Exception: auxiliary translations of key provisions

Section titled “Exception: auxiliary translations of key provisions”

For analytical purposes, the site permits itself to carefully translate a small number of key provisions (usually no more than five) within topic pages or the “core obligations” / “contested readings” sections of Rule pages, to support the argument. Such auxiliary translations must:

  • Carry an explicit note: “Translation by this site; for reference only. The official or authoritative translation prevails.”
  • Indicate the corresponding article number and source paragraph (to aid verification).
  • Follow the site’s terminology table (see Citation and disclaimer).

Any passage drafted with an LLM and then retained after human review must be explicitly marked on the page. Uncorrected AI output is not published.


AI governance moves far faster than conventional areas of law. A single new ministerial regulation can reshape compliance practice within weeks (the 2026-04-10 Measures on Humanised Interactive Services required industry response within 30 days of issuance); a US state law’s effective date can be advanced or pushed back during a legislative session. The site therefore adopts a uniform two-week review cadence:

  • Hard-law pages: reviewed every two weeks. Any amendment is reflected immediately; superseded versions are not deleted — they are marked superseded: true with their original URLs preserved.
  • Soft-law pages: reviewed every two weeks (same as hard law).
  • Corporate-practice pages: reviewed every two weeks; major company updates (such as an Anthropic RSP upgrade or a new OpenAI Model Spec) are reflected within a week, with a snapshot_date.
  • Topic analysis pages: reviewed every two weeks.
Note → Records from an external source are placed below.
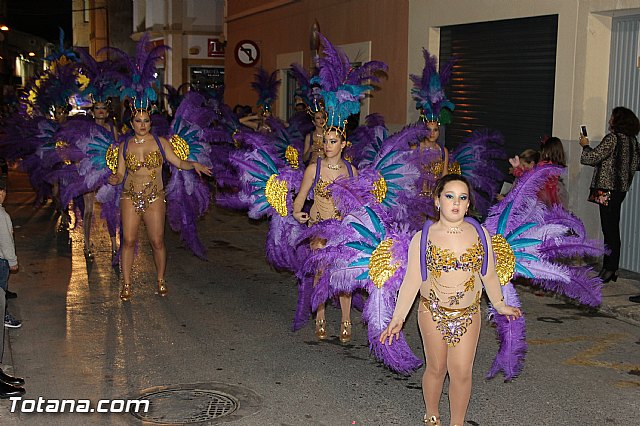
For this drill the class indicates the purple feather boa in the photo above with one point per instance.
(188, 198)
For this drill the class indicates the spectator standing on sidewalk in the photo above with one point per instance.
(9, 386)
(615, 161)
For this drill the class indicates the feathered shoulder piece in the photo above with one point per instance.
(266, 86)
(309, 93)
(139, 81)
(101, 78)
(342, 86)
(428, 90)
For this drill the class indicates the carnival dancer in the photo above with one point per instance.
(100, 89)
(476, 157)
(342, 89)
(140, 160)
(317, 177)
(450, 287)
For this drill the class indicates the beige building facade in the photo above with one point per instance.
(395, 31)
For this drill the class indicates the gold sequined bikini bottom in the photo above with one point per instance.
(451, 323)
(143, 199)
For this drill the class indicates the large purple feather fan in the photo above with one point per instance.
(350, 194)
(512, 339)
(188, 198)
(283, 248)
(193, 108)
(523, 196)
(334, 65)
(478, 157)
(366, 140)
(109, 198)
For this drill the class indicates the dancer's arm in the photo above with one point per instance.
(408, 291)
(305, 186)
(492, 286)
(306, 153)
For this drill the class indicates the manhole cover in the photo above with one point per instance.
(197, 403)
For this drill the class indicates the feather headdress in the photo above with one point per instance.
(138, 83)
(266, 85)
(307, 92)
(428, 90)
(102, 77)
(342, 86)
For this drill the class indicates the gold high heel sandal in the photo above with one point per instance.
(321, 329)
(433, 420)
(125, 293)
(162, 288)
(345, 332)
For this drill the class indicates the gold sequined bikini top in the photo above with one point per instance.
(152, 160)
(444, 260)
(320, 190)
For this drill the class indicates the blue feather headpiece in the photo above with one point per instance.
(140, 81)
(266, 85)
(309, 93)
(428, 91)
(102, 78)
(341, 85)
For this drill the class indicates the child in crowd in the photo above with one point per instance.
(520, 164)
(552, 152)
(9, 386)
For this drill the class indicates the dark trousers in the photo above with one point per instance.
(610, 223)
(4, 277)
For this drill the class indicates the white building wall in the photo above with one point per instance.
(582, 67)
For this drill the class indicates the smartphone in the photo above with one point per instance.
(583, 131)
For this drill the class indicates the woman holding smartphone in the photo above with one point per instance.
(615, 161)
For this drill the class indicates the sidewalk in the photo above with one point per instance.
(76, 343)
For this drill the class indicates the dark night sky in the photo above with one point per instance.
(41, 17)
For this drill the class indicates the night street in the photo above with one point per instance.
(225, 326)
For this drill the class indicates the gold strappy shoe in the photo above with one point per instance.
(125, 293)
(162, 288)
(321, 329)
(433, 420)
(345, 331)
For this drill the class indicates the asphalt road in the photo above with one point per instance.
(224, 329)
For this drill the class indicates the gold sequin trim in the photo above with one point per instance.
(321, 189)
(180, 147)
(111, 157)
(505, 258)
(444, 260)
(291, 154)
(142, 199)
(451, 323)
(276, 192)
(380, 267)
(380, 189)
(454, 168)
(151, 161)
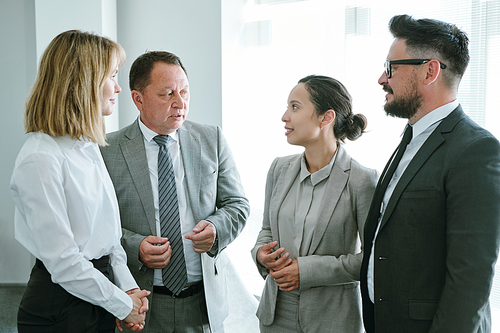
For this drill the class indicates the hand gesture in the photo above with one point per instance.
(155, 252)
(136, 319)
(203, 236)
(272, 260)
(287, 278)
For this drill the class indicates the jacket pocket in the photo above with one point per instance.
(423, 310)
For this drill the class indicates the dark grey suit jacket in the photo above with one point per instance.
(439, 237)
(215, 194)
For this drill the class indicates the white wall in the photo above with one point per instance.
(189, 28)
(17, 72)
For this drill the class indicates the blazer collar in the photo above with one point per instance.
(190, 145)
(139, 169)
(436, 139)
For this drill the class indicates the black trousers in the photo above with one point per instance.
(47, 307)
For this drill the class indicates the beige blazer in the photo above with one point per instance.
(329, 274)
(215, 194)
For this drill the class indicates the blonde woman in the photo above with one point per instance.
(66, 211)
(315, 207)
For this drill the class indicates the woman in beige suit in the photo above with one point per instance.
(309, 249)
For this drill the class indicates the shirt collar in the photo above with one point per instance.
(149, 134)
(319, 175)
(68, 143)
(433, 117)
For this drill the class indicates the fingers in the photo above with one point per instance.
(155, 252)
(200, 226)
(273, 260)
(145, 305)
(269, 246)
(143, 293)
(203, 236)
(288, 278)
(119, 324)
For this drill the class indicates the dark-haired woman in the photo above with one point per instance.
(309, 247)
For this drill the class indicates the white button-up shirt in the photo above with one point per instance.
(67, 214)
(422, 129)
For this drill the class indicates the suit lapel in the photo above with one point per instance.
(287, 176)
(190, 146)
(334, 187)
(432, 143)
(139, 170)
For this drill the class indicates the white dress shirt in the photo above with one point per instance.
(193, 259)
(422, 129)
(67, 214)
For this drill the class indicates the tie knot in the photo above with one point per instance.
(162, 140)
(408, 134)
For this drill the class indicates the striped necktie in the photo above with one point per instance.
(174, 274)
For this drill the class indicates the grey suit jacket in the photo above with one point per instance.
(215, 194)
(329, 274)
(439, 236)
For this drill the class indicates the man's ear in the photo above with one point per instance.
(328, 118)
(137, 98)
(433, 71)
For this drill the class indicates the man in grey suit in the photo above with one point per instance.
(209, 202)
(432, 234)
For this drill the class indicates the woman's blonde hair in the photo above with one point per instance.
(66, 98)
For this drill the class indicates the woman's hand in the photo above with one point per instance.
(272, 260)
(287, 278)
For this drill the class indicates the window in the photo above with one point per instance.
(272, 44)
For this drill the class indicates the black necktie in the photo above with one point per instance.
(174, 274)
(380, 191)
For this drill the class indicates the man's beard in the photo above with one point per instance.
(405, 106)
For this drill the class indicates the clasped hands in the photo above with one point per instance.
(155, 252)
(282, 269)
(136, 319)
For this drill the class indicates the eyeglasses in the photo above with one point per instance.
(389, 63)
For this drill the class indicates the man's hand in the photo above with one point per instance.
(287, 278)
(155, 252)
(203, 236)
(272, 260)
(136, 319)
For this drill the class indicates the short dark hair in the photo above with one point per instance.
(140, 72)
(326, 93)
(428, 37)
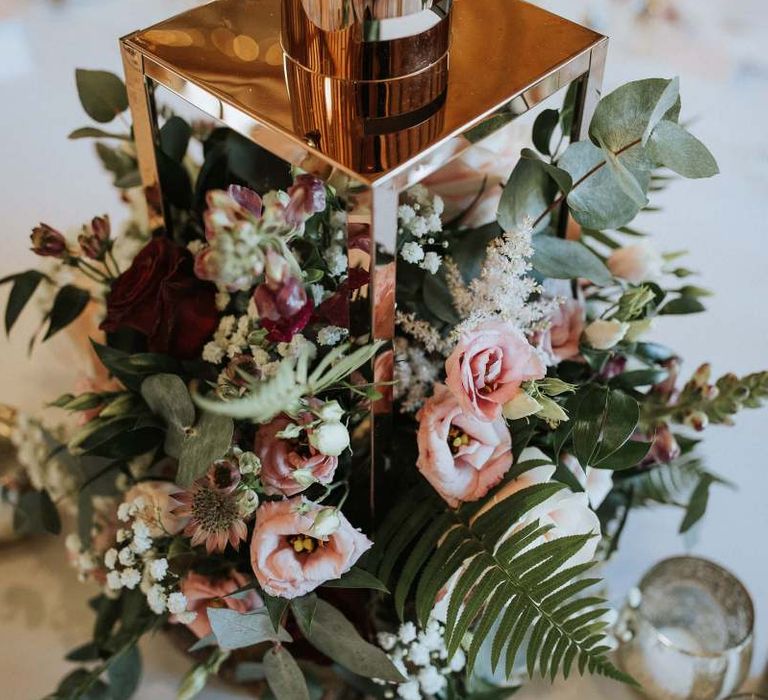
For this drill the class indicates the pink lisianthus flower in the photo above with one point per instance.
(202, 593)
(288, 555)
(282, 457)
(461, 456)
(487, 367)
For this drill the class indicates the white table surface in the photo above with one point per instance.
(719, 51)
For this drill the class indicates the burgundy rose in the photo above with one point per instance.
(159, 296)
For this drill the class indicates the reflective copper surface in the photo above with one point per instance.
(505, 56)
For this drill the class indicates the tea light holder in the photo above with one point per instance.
(380, 92)
(686, 632)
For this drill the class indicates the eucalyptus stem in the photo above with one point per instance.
(562, 197)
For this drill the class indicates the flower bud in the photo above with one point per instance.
(330, 412)
(698, 420)
(48, 242)
(702, 375)
(522, 406)
(603, 335)
(636, 263)
(327, 521)
(248, 502)
(307, 198)
(330, 438)
(249, 463)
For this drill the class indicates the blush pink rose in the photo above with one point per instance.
(157, 507)
(561, 340)
(487, 367)
(202, 593)
(461, 456)
(281, 457)
(280, 569)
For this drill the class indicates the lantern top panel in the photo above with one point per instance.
(226, 58)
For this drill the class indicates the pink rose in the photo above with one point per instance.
(289, 560)
(487, 367)
(157, 506)
(281, 457)
(568, 513)
(461, 456)
(564, 333)
(203, 593)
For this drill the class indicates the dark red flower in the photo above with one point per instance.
(159, 296)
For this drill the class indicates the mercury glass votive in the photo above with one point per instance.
(686, 632)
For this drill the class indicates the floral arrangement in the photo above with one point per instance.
(219, 463)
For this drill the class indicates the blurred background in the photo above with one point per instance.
(717, 47)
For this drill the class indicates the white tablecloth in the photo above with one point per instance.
(719, 50)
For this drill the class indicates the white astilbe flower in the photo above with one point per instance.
(415, 375)
(504, 289)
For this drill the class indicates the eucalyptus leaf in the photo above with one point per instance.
(561, 259)
(235, 630)
(527, 194)
(69, 303)
(25, 284)
(102, 94)
(673, 147)
(336, 637)
(624, 115)
(284, 677)
(597, 200)
(209, 440)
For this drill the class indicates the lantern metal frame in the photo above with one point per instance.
(227, 59)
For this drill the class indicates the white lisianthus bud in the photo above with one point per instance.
(637, 329)
(330, 412)
(303, 477)
(327, 521)
(290, 431)
(603, 335)
(636, 263)
(248, 502)
(522, 406)
(330, 438)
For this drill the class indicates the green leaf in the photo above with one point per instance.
(357, 578)
(337, 638)
(624, 115)
(167, 396)
(102, 94)
(236, 630)
(682, 305)
(209, 440)
(597, 200)
(124, 673)
(25, 284)
(561, 259)
(543, 128)
(87, 132)
(528, 192)
(697, 506)
(667, 101)
(673, 147)
(174, 138)
(69, 303)
(284, 677)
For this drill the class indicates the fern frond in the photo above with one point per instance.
(520, 580)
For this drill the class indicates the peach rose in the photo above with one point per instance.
(281, 457)
(487, 367)
(288, 558)
(568, 513)
(472, 184)
(562, 338)
(157, 506)
(202, 593)
(461, 456)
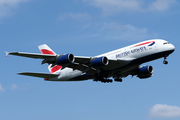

The topic analysis itself is relatively stable, but the Rules and corporate documents cited evolve continually; the review ensures cross-references remain synchronised.
  • Methodology and inclusion pages: reviewed every two weeks to keep the methodology aligned with new content.

Version display at the bottom of each page uses Starlight’s lastUpdated feature, which is based on Git commit time. Significant revisions are also recorded in the Updates log.

Git history serves as the complete version control: every page’s full revision history is visible on GitHub.